As far as entertaining goes, “we do see this increase at first as a newly retired individual tries to find out what to do with all their new found time. I normally find most will fall back into a routine and often say they do not know how they were able to work as they have so much going on.”
For healthy boomers, health-care costs may be less than when you were working. But if you are not in good health, these costs can be enough to wipe out your nest egg.
“What we do find is long-term care costs will average about $2,000 per year, per person -- and there is a strong likelihood that you may need some sort of assistance in your lifetime. This is an extra cost that needs to be addressed as you can self-pay, buy insurance or spend down your assets and go on Medicaid, and let the government make the decisions on where you may stay and what level of care you receive,” says Dagit.
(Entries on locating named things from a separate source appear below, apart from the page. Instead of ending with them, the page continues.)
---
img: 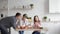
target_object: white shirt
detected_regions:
[20,19,29,26]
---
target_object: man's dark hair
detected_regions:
[15,13,21,16]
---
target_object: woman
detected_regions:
[19,14,28,34]
[32,15,41,34]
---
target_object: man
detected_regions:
[0,13,21,34]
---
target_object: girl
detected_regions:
[32,16,41,34]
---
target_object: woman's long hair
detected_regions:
[34,15,40,23]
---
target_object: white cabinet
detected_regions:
[49,0,60,13]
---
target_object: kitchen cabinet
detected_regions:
[49,0,60,13]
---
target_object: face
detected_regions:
[17,16,21,20]
[35,17,39,21]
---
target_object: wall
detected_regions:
[8,0,48,21]
[8,0,60,21]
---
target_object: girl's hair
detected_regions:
[34,15,40,23]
If you are looking for ways to spend down your savings, gifts and charitable donations may be an option to consider.
“Occasionally I will have clients that will open a charitable trust and front load it for charity to offset taxes from large pay-outs at retirement. With the tax changes from 2013, each individual can accumulate up to $5.43 million and gift it at death or while they are living. Not many clients need to worry about gifting during their life time to keep under this number,” says Dagit.